The Homestake Gold Mine, in Lead, South Dakota, operated for 125 years and produced 41 million troy ounces of gold(over $24 billion at today's gold prices of over $600 per ounce). In the summer of 1874, Lt. Col. George Armstrong Custer was sent into the Black Hills by Gen. Philip Sheridan to search for gold. This was in direct violation of the Treaty of Fort Laramie of 1868. Today, there is a large photograph at the mine of Custer and his entourage entering the Black Hills. The caption information tells us that after gold was discovered, many miners came into the Black Hills in defiance of the army and the Indians but fails to mention that Custer’s army was violating the 1868 Treaty. Neither does the caption information remind visitors to the mine that article 6 of the U.S. Constitution calls a treaty the supreme law of the land.
Custer came into the Black Hills with 1,000 soldiers, over 100 covered wagons, 2 or 3 gatling guns, a cannon, a 16 piece brass band mounted on white horses, and two prospectors who were the experts on gold. On July 30th 1874 Custer sent a dispatch to Ft. Laramie which read: “Gold has been found in paying quantities. I have upon my table 40 or 50 small particles of pure gold. In size averaging that of a small pinhead.
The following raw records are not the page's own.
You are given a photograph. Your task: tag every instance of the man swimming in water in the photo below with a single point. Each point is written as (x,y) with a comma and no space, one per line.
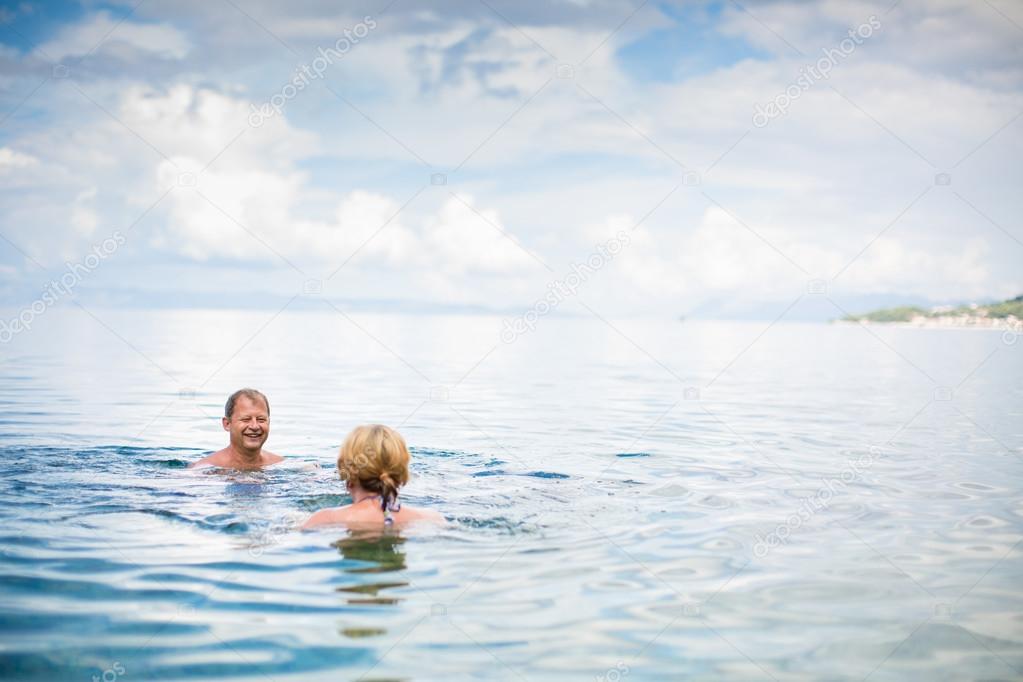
(247,418)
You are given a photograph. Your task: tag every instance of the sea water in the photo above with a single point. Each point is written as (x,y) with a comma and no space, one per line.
(628,499)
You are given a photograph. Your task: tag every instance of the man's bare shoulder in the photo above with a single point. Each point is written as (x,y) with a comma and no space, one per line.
(219,458)
(271,458)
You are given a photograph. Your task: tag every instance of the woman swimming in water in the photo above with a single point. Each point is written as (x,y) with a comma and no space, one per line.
(373,464)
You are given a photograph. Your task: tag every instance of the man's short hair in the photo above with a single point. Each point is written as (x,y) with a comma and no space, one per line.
(251,394)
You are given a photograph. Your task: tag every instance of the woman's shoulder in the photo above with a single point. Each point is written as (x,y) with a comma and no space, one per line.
(331,516)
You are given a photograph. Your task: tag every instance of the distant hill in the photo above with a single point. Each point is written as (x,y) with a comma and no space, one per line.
(1006,313)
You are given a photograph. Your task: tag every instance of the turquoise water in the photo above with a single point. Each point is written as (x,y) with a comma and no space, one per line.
(638,500)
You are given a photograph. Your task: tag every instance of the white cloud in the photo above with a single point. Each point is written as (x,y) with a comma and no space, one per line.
(123,39)
(11,160)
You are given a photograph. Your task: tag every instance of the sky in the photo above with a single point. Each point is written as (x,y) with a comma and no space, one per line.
(666,158)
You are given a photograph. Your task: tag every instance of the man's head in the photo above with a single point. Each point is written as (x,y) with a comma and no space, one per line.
(247,418)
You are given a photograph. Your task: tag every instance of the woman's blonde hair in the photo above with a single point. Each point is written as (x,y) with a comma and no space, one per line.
(376,457)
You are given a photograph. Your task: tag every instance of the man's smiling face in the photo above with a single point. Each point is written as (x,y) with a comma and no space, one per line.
(249,424)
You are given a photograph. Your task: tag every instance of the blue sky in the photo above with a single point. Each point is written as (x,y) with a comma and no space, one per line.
(550,127)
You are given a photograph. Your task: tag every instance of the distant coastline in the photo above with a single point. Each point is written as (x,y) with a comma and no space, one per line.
(1004,315)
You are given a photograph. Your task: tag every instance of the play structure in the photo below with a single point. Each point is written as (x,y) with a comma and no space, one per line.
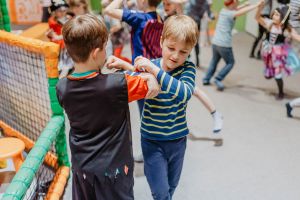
(33,154)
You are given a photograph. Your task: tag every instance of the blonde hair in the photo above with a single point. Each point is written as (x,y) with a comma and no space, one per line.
(75,3)
(181,28)
(82,34)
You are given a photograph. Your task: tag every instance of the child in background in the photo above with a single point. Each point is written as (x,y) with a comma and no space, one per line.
(266,11)
(56,21)
(274,50)
(222,41)
(79,7)
(137,21)
(119,34)
(100,142)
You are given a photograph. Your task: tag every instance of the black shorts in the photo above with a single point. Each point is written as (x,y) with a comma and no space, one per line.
(90,187)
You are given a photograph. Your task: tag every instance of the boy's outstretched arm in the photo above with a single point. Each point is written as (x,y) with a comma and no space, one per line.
(248,8)
(117,63)
(141,86)
(295,35)
(113,9)
(182,89)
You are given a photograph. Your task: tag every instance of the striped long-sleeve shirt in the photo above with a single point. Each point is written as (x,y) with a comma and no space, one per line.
(164,117)
(295,13)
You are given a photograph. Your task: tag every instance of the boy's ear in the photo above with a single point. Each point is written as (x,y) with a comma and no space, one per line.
(94,53)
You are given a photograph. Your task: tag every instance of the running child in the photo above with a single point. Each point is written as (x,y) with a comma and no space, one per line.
(274,49)
(222,41)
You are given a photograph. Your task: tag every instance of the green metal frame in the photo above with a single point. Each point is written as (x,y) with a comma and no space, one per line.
(5,25)
(22,180)
(54,131)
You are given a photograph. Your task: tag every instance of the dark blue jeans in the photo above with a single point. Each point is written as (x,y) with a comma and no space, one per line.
(163,161)
(218,53)
(141,103)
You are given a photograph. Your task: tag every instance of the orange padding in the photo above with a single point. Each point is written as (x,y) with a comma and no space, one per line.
(58,184)
(50,159)
(37,31)
(49,49)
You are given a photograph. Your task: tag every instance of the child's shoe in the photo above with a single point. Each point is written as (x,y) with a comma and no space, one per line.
(219,84)
(289,109)
(205,82)
(218,121)
(139,158)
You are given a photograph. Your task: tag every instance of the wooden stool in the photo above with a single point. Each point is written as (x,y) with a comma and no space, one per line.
(12,148)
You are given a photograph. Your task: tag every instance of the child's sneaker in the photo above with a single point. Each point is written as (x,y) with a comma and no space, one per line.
(219,84)
(289,109)
(218,121)
(205,82)
(139,158)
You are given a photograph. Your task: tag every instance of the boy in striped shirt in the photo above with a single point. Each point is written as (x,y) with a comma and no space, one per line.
(164,126)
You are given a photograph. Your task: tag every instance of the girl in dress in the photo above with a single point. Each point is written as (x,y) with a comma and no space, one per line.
(275,49)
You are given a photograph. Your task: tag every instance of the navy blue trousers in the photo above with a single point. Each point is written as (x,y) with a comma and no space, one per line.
(163,161)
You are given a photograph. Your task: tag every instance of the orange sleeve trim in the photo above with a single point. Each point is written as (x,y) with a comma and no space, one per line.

And most of it found today from one pan full of earth.” Today, the area where the placer gold (gold carried by mountain streams) was found , is the town of Custer, South Dakota.
Probably the most significant bit of information absent from the Custer photograph at the mine is what the President of the United States said to Congress the following year: “…The Discovery of gold in the Black Hills, a portion of the Sioux Reservation, has had the effect to induce a large immigration of miners to that point. Thus far the effort to protect the treaty rights of the Indians to that section has been successful, but the next year will certainly witness a large increase of such immigration. The negotiations for the relinquishment of the gold fields having failed, it will be necessary for Congress to adopt some measures to relieve the embarrassment growing out of the causes named. The Secretary of the Interior suggests that the supplies now appropriated for the sustenance of that people, Being no longer obligatory under the treaty of 1868, but simply a gratuity, may be issued or withheld at his discretion.” President Ulysses S. Grant’s entire message can be found in Messages and Papers of the Presidents Vol. 9 Pg.4306.
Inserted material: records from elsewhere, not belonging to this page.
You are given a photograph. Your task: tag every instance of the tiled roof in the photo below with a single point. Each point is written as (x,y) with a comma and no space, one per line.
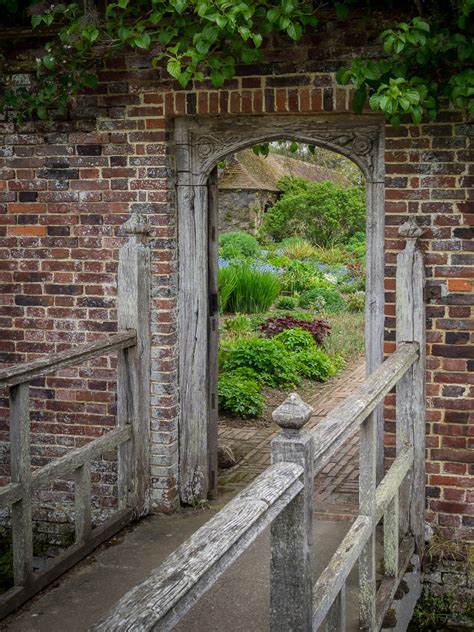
(248,171)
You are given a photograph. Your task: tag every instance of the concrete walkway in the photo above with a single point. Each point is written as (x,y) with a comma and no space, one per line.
(239,602)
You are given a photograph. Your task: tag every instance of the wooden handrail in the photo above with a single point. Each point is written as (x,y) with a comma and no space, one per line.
(342,422)
(27,371)
(165,597)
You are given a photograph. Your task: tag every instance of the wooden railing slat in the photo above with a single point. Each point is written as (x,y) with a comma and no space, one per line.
(20,468)
(65,465)
(333,577)
(336,617)
(82,491)
(27,371)
(392,481)
(166,596)
(342,421)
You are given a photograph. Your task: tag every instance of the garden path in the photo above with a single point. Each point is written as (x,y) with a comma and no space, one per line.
(337,485)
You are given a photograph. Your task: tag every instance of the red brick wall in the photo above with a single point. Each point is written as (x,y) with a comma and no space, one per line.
(66,186)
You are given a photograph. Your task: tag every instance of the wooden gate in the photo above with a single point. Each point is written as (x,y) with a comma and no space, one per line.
(283,497)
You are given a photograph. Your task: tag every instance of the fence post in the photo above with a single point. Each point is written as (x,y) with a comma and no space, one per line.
(20,467)
(133,385)
(410,314)
(292,531)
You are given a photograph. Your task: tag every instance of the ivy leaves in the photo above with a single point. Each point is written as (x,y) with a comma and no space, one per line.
(426,61)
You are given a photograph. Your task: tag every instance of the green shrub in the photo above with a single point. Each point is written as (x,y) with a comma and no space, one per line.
(323,213)
(245,290)
(356,302)
(240,325)
(286,302)
(296,339)
(240,395)
(227,281)
(315,364)
(254,291)
(238,244)
(295,248)
(267,357)
(300,276)
(324,299)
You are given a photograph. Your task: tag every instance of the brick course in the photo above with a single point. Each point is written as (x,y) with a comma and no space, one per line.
(66,186)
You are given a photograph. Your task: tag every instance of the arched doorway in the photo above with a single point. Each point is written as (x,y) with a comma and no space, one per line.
(200,144)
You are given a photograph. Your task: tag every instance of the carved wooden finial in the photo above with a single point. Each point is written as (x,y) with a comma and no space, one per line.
(293,413)
(136,224)
(410,229)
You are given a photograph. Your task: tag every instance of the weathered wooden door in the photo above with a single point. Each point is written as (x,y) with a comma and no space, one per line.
(213,328)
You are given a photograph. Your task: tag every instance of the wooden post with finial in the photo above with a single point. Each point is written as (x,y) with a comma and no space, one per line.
(133,382)
(292,531)
(410,315)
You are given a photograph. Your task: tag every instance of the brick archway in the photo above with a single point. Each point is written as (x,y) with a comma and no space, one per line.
(200,144)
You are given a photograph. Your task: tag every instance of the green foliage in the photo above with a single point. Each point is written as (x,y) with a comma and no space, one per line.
(299,276)
(296,339)
(426,59)
(346,338)
(240,325)
(267,357)
(315,364)
(227,282)
(323,213)
(245,290)
(323,299)
(239,394)
(432,613)
(238,244)
(296,248)
(286,302)
(356,302)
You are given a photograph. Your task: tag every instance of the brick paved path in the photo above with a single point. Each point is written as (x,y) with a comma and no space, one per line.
(337,485)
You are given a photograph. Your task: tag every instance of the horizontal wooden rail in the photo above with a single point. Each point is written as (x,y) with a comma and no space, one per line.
(27,371)
(67,464)
(333,578)
(165,597)
(391,482)
(343,421)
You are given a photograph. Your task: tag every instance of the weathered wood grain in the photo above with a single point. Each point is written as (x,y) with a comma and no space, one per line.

AIGM President, Steve Melendez, and his children at the site of the Homestake Gold Mine. The mine is an open pit 1250 ft. deep and a half mile across. (Summer 2006)
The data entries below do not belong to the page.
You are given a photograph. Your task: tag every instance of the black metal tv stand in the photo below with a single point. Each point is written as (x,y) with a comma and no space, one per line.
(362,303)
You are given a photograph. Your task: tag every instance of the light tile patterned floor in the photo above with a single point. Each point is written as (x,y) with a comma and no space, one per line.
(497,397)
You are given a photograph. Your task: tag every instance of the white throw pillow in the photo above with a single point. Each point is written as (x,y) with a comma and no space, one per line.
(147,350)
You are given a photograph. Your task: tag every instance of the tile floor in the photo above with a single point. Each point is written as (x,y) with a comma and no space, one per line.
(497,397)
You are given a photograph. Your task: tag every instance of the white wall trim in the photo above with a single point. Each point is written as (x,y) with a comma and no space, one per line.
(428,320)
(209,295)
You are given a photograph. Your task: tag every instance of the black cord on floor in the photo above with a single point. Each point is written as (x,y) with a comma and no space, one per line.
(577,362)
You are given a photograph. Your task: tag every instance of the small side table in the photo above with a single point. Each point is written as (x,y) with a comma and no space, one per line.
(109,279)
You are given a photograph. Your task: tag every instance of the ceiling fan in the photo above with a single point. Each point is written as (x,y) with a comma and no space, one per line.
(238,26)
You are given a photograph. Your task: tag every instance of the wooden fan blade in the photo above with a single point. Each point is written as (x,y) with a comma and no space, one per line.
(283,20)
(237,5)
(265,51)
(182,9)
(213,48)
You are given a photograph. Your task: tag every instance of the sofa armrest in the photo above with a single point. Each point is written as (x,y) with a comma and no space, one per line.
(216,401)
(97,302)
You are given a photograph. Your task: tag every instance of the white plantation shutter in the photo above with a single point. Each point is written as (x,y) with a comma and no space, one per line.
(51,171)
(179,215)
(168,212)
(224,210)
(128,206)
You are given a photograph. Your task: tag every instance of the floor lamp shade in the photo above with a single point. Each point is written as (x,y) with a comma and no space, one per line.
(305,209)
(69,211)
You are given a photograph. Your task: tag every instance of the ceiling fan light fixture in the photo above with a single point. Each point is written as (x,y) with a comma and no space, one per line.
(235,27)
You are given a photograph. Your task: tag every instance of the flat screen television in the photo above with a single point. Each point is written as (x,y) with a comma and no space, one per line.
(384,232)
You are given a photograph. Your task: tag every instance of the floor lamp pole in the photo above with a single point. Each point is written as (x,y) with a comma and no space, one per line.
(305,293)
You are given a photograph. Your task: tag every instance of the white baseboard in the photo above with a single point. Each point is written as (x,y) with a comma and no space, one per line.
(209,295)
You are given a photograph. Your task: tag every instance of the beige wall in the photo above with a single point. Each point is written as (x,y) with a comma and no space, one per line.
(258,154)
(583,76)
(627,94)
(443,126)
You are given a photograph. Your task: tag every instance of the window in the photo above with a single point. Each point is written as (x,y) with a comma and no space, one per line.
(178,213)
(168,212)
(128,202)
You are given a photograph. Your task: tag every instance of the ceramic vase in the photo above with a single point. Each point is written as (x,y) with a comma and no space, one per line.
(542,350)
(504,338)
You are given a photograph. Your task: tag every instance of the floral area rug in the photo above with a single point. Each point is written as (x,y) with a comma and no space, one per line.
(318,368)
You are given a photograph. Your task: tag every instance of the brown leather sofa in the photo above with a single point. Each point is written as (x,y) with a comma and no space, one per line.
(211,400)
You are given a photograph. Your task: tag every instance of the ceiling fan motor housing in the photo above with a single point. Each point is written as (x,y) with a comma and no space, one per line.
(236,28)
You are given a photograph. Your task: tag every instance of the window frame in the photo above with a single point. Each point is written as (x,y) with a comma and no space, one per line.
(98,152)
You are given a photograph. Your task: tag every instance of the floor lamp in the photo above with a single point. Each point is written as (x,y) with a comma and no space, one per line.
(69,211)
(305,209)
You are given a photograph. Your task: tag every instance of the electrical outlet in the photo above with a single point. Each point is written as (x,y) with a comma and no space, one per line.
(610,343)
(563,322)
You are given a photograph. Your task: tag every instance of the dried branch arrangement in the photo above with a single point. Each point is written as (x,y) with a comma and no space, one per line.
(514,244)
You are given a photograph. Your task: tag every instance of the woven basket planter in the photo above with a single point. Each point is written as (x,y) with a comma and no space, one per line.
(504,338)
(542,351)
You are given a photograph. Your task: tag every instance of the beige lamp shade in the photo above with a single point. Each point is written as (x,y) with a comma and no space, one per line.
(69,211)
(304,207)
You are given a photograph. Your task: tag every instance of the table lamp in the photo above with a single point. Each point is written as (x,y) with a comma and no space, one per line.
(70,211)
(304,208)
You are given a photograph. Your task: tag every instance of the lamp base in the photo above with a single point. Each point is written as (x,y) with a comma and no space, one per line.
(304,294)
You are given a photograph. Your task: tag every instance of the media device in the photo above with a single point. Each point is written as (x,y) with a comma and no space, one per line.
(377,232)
The fact that President Grant would suggest that a starvation policy should be implemented may be difficult for most Americans to believe but the attitude of that day can be found in the words of another President whose image is carved 40 miles south of the Homestake Mine on Mt. Rushmore.

Mount Rushmore in South Dakota

"The Most ultimately righteous of all wars is a war with savages. The rude, fierce settler who drives the savage from the land lays all civilized mankind under a debt to him...it is of incalculable importance that America, Australia, and Siberia should pass out of the hands of their red, black, and yellow aboriginal owners, and become the heritage of the dominant world races."The Winning of the West Vol. 4 The Indian Wars Page 56 by President Theodore (Teddy) Roosevelt

Wounded Knee

If you ever have the opportunity to visit the mass grave site of the Wounded Knee Massacre, you must reflect on why such a thing happened. It was the 7th Cavalry that did it, so the average American is led to believe that it was revenge for Custer’s Last Stand at the Little Big Horn. But knowing President Grant’s words to Congress is to know that the gold was on the Sioux Reservation and that Custer was there in violation of the Treaty of Ft. Laramie of 1868. And to know President Grant’s words to Congress is to know that he called on America to starve the Indians off their land.

Wounded Knee, December 1890.
Courtesy of the Denver Public Library

Wounded Knee Memorial Site, 2006.

When a president of a country openly calls for the
deliberate and systematic destruction of a people,
what other conclusion can be reached? If you ever
visit the mass grave site at Wounded Knee on the
Pine Ridge Reservation in South Dakota, know that
the men, women and children who were thrown into
this trench, were the victims of genocide.